After creating my new dRAID zpool with these SSDs, I went ahead and started copying data. It's been writing at ~2.0-2.5GB/s consistently with ZFS send/recv through TrueNAS from my HDD array. I'd say those are pretty good numbers considering the source drives.
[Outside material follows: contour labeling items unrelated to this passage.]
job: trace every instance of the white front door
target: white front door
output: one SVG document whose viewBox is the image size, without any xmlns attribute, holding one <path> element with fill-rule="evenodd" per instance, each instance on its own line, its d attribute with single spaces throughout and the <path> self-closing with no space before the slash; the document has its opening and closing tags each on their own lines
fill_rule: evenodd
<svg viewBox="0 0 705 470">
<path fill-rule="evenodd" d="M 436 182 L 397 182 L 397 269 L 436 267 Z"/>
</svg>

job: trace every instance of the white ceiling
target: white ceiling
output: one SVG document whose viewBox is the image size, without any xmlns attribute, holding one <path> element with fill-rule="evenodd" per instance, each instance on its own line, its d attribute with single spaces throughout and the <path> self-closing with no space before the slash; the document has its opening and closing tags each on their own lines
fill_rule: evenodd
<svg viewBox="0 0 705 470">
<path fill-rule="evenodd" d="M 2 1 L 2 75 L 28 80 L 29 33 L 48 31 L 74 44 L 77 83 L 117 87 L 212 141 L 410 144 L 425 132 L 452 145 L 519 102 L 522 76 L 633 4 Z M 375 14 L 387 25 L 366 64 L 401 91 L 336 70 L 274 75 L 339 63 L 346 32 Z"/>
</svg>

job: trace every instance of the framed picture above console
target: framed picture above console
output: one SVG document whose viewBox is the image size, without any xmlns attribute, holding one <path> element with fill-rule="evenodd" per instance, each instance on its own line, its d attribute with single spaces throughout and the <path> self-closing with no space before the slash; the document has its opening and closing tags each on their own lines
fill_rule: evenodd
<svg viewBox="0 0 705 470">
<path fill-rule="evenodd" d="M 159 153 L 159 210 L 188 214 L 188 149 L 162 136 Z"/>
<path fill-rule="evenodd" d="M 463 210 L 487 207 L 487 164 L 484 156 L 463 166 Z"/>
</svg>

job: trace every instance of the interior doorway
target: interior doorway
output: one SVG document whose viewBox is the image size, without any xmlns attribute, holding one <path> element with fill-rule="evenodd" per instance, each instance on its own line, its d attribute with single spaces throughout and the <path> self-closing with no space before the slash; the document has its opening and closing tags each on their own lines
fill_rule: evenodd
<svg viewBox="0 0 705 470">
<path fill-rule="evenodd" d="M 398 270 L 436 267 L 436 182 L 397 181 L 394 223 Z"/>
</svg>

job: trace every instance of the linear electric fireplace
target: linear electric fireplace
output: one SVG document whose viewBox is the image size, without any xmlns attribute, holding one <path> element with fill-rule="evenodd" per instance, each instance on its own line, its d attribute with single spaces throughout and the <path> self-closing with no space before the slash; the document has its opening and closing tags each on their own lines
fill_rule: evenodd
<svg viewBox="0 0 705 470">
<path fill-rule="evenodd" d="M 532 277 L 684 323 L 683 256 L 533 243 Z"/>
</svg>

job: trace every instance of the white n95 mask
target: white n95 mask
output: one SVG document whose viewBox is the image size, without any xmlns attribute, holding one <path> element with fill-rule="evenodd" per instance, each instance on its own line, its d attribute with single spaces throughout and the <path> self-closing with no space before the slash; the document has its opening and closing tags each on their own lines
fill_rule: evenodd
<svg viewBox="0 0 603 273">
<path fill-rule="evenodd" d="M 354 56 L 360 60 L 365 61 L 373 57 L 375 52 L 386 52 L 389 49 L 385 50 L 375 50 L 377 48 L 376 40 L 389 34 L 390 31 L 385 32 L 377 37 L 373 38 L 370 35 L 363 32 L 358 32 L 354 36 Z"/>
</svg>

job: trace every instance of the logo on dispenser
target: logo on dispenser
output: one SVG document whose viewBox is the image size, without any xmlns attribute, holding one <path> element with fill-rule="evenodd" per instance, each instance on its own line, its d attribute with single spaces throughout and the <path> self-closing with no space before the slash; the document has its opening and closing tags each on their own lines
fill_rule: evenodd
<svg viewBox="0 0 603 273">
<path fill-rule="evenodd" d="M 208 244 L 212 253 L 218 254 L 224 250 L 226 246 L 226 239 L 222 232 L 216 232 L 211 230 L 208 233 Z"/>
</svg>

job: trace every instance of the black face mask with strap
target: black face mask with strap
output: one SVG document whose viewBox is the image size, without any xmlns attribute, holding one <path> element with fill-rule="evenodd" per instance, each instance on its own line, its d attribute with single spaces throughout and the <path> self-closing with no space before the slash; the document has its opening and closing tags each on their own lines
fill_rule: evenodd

I'm assuming something was botched with that zpool. Was it a TrueNAS or ZFS issue? I can't tell anymore. Would've been good to know for posterity, but this sucked 3 days of my time. I'm just wanting everything back to normal.
SSD zpool benchmarks
I did a ton of benchmarks and landed on these two configs:
Code:
## 40 x mirrors (only 4TB) @ 1M recordsize
`readwrite`
READ: bw=3892MiB/s (4081MB/s), 3892MiB/s-3892MiB/s (4081MB/s-4081MB/s), io=38.0GiB (40.8GB), run=10001-10001msec
WRITE: bw=4059MiB/s (4256MB/s), 4059MiB/s-4059MiB/s (4256MB/s-4256MB/s), io=39.6GiB (42.6GB), run=10001-10001msec
## 7 x draid2:5d:16c:1s & 2 x special mirror @ 1M recordsize
`readwrite`
READ: bw=3251MiB/s (3408MB/s), 3251MiB/s-3251MiB/s (3408MB/s-3408MB/s), io=31.8GiB (34.1GB), run=10002-10002msec
WRITE: bw=3436MiB/s (3603MB/s), 3436MiB/s-3436MiB/s (3603MB/s-3603MB/s), io=33.6GiB (36.0GB), run=10002-10002msec
## 57 x mirrors (17 x 2TB & 40 x 4TB) @ 1M recordsize & 16 jobs
`readwrite`
READ: bw=9514MiB/s (9976MB/s), 311MiB/s-1308MiB/s (326MB/s-1372MB/s), io=93.3GiB (100GB), run=10001-10042msec
WRITE: bw=9727MiB/s (10.2GB/s), 278MiB/s-1243MiB/s (292MB/s-1303MB/s), io=95.4GiB (102GB), run=10001-10042msec
`read`
READ: bw=22.0GiB/s (23.7GB/s), 339MiB/s-5145MiB/s (355MB/s-5395MB/s), io=221GiB (237GB), run=10001-10029msec
`write`
WRITE: bw=23.3GiB/s (25.0GB/s), 1396MiB/s-1592MiB/s (1464MB/s-1670MB/s), io=233GiB (250GB), run=10004-10014msec
`randread`
READ: bw=6460MiB/s (6774MB/s), 401MiB/s-409MiB/s (421MB/s-429MB/s), io=63.3GiB (67.9GB), run=10001-10028msec
`randwrite`
WRITE: bw=7584MiB/s (7953MB/s), 379MiB/s-630MiB/s (397MB/s-660MB/s), io=74.2GiB (79.7GB), run=10002-10023msec
## 7 x draid2:5d:16c:1s & 2 x special mirror @ 1M recordsize & 16 jobs
`readwrite`
READ: bw=11.6GiB/s (12.4GB/s), 390MiB/s-1320MiB/s (409MB/s-1384MB/s), io=116GiB (124GB), run=10002-10016msec
WRITE: bw=11.7GiB/s (12.5GB/s), 393MiB/s-1323MiB/s (413MB/s-1388MB/s), io=117GiB (126GB), run=10002-10016msec
`read`
READ: bw=17.7GiB/s (19.0GB/s), 551MiB/s-2811MiB/s (578MB/s-2947MB/s), io=177GiB (190GB), run=10001-10026msec
`write`
WRITE: bw=15.9GiB/s (17.0GB/s), 838MiB/s-1295MiB/s (878MB/s-1358MB/s), io=159GiB (171GB), run=10001-10016msec
`randread`
READ: bw=12.5GiB/s (13.5GB/s), 786MiB/s-819MiB/s (824MB/s-859MB/s), io=126GiB (135GB), run=10001-10015msec
`randwrite`
WRITE: bw=6626MiB/s (6948MB/s), 332MiB/s-633MiB/s (348MB/s-664MB/s), io=72.0GiB (77.3GB), run=10001-11130msec
## Benchmark script
zfs set primarycache=none Temp
fio --ioengine=libaio --filename=/mnt/Temp/performanceTest --direct=1 --sync=0 --rw=readwrite --bs=16M --numjobs=16 --iodepth=1 --runtime=10 --size=50G --time_based --name=fio
fio --ioengine=libaio --filename=/mnt/Temp/performanceTest --direct=1 --sync=0 --rw=read --bs=16M --numjobs=16 --iodepth=1 --runtime=10 --size=50G --time_based --name=fio
fio --ioengine=libaio --filename=/mnt/Temp/performanceTest --direct=1 --sync=0 --rw=write --bs=16M --numjobs=16 --iodepth=1 --runtime=10 --size=50G --time_based --name=fio
fio --ioengine=libaio --filename=/mnt/Temp/performanceTest --direct=1 --sync=0 --rw=randread --bs=16M --numjobs=16 --iodepth=1 --runtime=10 --size=50G --time_based --name=fio
fio --ioengine=libaio --filename=/mnt/Temp/performanceTest --direct=1 --sync=0 --rw=randwrite --bs=16M --numjobs=16 --iodepth=1 --runtime=10 --size=50G --time_based --name=fio
rm /mnt/Temp/performanceTest
zfs set primarycache=all Temp
I'm satisfied with getting an extra 100 TiB from using dRAID. The speeds are already at max SMB Multichannel I can support, and my NVMe drives in Windows are gen4, so each individually should be able to saturate this link. I think I'm good!
One thing I'm surprised about is the relatively slow speeds. Considering each drive is addressable directly by the hardware, and considering that PCIe 3.0 x8 is plenty of bandwidth for these SATA SSDs, I wish I could get more speed out of them just for kicks. Oh well.